The long-time Purvis mayor worked with Speights from the beginning of her tenure until the end. They even shared an office for a time. Herrin said she was extremely organized and motivated in her job. He said he and Speights saw many ups and downs including the days at City Hall following Hurricane Katrina.

“We are going to miss her,” Herrin said, but he expects her to be active with City Hall.

Not only did they share an office for a time, but they also were next door neighbors for years. He said they are still neighbors but not as close in proximity after he moved.

“We were next door neighbors, but I had to get a little distance,” he said laughing.

The Rev. Bill Wright ,who preaches at the First Baptist Church of Purvis, has known Speights for about 16 years himself as both the city clerk and an active member in the church, and said what makes the city of Purvis so great to him is people like Speights.

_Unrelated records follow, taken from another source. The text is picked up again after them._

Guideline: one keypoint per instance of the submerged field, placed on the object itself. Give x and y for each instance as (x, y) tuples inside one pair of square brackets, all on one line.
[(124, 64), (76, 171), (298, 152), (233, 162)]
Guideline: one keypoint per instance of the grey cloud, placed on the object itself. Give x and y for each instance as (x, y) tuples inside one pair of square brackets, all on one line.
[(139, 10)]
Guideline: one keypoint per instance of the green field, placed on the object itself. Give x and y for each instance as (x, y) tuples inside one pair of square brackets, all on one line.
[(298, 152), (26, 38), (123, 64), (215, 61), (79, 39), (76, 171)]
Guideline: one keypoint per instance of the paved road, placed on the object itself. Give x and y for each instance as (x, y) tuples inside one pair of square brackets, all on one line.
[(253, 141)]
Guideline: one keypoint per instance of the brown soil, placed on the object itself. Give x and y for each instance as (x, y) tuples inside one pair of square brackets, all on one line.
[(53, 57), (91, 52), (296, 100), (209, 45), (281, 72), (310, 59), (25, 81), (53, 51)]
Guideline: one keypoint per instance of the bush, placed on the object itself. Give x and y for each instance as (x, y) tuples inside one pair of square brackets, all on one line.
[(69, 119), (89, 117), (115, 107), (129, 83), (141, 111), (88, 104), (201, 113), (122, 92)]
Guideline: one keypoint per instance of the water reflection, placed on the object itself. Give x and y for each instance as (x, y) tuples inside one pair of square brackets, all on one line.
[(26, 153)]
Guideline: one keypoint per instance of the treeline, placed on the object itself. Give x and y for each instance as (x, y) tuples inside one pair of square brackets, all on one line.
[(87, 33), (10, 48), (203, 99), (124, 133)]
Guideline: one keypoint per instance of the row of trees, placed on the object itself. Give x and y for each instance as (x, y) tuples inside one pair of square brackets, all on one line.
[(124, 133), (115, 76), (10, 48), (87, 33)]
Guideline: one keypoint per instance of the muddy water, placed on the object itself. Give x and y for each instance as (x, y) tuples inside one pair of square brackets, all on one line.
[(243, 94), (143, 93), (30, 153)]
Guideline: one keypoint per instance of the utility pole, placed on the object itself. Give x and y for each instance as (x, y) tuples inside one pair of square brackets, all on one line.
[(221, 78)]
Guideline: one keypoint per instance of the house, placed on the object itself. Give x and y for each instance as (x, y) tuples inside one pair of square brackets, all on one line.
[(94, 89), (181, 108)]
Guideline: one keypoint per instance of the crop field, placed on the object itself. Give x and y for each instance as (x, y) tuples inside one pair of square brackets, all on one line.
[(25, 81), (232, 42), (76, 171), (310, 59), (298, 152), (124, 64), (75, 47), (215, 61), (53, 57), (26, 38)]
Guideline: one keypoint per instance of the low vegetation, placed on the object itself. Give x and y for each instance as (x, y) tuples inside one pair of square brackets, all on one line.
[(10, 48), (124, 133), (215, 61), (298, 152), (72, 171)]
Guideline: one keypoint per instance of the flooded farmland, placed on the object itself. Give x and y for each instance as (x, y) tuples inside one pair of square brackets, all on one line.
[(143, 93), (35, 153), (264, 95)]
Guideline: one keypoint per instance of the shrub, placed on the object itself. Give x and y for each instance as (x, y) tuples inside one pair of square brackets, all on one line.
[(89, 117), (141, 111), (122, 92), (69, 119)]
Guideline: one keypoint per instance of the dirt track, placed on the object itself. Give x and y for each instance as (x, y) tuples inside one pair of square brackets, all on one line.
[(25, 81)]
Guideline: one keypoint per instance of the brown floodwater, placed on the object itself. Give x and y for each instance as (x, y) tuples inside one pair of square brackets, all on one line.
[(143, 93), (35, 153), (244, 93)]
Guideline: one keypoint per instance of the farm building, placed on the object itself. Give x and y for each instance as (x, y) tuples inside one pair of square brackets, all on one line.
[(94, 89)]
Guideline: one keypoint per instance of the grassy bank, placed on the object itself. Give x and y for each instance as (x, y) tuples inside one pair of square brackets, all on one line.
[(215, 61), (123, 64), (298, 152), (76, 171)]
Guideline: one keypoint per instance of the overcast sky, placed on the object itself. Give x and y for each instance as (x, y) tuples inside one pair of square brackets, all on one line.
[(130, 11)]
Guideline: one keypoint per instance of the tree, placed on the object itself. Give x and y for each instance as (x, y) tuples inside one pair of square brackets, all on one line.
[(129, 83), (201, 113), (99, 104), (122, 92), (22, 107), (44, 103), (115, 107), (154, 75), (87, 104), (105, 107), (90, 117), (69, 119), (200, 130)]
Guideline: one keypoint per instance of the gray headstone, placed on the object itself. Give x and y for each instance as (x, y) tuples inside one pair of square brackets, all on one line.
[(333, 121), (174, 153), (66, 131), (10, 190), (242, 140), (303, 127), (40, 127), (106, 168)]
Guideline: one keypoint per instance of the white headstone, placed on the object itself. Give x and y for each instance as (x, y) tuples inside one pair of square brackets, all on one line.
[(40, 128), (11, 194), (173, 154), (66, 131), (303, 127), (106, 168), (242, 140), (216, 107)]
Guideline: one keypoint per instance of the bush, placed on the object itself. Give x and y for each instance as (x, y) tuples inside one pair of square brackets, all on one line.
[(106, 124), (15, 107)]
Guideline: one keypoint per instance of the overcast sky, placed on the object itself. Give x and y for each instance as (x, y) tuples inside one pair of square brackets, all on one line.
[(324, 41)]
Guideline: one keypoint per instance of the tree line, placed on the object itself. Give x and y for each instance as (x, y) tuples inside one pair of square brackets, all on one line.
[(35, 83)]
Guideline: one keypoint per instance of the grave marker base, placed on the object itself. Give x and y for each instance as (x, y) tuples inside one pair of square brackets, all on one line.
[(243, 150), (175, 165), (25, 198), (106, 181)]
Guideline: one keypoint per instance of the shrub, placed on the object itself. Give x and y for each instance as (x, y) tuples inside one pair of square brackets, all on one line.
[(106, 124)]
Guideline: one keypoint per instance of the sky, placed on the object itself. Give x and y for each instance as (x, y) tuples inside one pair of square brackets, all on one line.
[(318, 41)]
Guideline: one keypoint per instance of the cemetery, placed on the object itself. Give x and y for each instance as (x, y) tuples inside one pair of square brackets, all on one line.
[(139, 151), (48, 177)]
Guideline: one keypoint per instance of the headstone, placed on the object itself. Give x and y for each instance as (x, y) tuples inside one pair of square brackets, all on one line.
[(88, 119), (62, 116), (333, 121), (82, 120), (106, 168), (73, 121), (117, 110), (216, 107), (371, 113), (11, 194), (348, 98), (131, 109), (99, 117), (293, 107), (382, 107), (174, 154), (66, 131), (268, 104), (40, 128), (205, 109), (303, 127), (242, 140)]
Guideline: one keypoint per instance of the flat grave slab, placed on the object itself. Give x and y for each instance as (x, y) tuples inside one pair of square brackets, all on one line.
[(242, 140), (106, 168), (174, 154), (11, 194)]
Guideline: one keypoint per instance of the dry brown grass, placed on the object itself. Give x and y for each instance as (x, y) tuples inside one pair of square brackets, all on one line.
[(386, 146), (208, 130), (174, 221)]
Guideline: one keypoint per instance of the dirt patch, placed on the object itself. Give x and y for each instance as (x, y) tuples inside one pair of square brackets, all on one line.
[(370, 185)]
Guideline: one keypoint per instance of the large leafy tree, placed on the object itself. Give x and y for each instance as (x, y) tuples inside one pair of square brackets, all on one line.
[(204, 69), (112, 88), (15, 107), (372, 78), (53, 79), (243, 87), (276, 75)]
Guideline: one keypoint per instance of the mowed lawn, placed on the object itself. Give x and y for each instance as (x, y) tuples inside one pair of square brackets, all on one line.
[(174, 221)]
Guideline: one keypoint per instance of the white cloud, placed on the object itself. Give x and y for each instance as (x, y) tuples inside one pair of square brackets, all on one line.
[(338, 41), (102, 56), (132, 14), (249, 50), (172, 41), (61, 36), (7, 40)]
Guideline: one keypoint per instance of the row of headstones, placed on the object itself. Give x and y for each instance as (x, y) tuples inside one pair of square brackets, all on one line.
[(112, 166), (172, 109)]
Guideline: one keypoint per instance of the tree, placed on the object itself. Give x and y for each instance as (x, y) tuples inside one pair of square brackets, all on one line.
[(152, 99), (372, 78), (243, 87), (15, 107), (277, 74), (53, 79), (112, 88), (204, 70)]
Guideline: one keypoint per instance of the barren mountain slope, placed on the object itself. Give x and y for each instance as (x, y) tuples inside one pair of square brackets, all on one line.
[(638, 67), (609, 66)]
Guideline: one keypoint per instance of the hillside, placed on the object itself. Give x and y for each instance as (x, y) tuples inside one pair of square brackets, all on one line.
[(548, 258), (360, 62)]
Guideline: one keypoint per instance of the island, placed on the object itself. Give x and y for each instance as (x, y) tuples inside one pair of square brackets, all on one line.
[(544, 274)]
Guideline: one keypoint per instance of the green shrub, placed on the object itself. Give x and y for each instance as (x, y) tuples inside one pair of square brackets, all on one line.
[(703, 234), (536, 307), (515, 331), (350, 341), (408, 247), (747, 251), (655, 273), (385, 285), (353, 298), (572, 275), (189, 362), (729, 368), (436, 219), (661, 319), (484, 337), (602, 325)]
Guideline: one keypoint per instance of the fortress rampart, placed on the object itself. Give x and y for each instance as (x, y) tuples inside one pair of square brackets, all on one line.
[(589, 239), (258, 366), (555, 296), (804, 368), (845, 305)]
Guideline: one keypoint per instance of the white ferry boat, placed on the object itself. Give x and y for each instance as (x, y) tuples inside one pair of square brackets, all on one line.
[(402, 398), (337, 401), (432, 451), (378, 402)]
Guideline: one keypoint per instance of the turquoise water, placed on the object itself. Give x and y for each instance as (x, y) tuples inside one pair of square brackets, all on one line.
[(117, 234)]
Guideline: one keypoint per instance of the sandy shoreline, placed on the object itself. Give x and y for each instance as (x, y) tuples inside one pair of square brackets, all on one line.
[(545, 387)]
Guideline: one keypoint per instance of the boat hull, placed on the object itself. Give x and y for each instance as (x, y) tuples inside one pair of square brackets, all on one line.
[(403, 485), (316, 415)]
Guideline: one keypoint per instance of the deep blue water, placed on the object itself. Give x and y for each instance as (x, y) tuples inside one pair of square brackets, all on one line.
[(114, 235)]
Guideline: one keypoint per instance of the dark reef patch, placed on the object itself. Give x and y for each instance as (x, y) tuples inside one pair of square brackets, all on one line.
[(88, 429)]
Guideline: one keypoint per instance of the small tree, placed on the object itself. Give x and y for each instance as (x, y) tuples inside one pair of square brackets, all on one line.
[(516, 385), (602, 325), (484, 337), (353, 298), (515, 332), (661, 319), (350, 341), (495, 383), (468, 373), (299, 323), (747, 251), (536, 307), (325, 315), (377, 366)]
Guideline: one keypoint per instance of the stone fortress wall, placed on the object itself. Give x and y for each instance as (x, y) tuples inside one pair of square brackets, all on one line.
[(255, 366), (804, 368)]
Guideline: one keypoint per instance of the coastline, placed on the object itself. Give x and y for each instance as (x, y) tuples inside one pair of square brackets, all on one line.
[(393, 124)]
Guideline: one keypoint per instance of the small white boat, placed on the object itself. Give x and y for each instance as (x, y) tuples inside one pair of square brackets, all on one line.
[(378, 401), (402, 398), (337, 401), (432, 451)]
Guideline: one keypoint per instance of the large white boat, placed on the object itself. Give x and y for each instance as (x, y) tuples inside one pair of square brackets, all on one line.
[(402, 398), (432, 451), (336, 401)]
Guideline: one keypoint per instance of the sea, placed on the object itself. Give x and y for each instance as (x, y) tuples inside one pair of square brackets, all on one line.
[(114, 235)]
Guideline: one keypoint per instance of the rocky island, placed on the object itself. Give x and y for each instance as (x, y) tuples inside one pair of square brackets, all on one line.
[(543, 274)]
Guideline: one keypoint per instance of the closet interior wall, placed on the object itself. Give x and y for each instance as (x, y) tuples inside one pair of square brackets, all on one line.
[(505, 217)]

“We are just so grateful for Sheila for the time and her service to this community,” he said. “Sheila is one of those ladies that is always positive and upbeat. She’s got a servant’s heart, and she is always willing to help out where she can.”

Wright said he and Speights have a very good friendship. He said his most notable memory with her was the time he moved her car without her knowledge, and she thought it was stolen. When she found out he moved it, she got him back by putting a for sale sign in his vehicle, a Jeep, with his number and a very low price.

“I got calls all day about that Jeep, so she got me back, and we’ve had that kind of relationship for years,” he said. “She loves to have a good time, and she can dish it out, and she can take it.”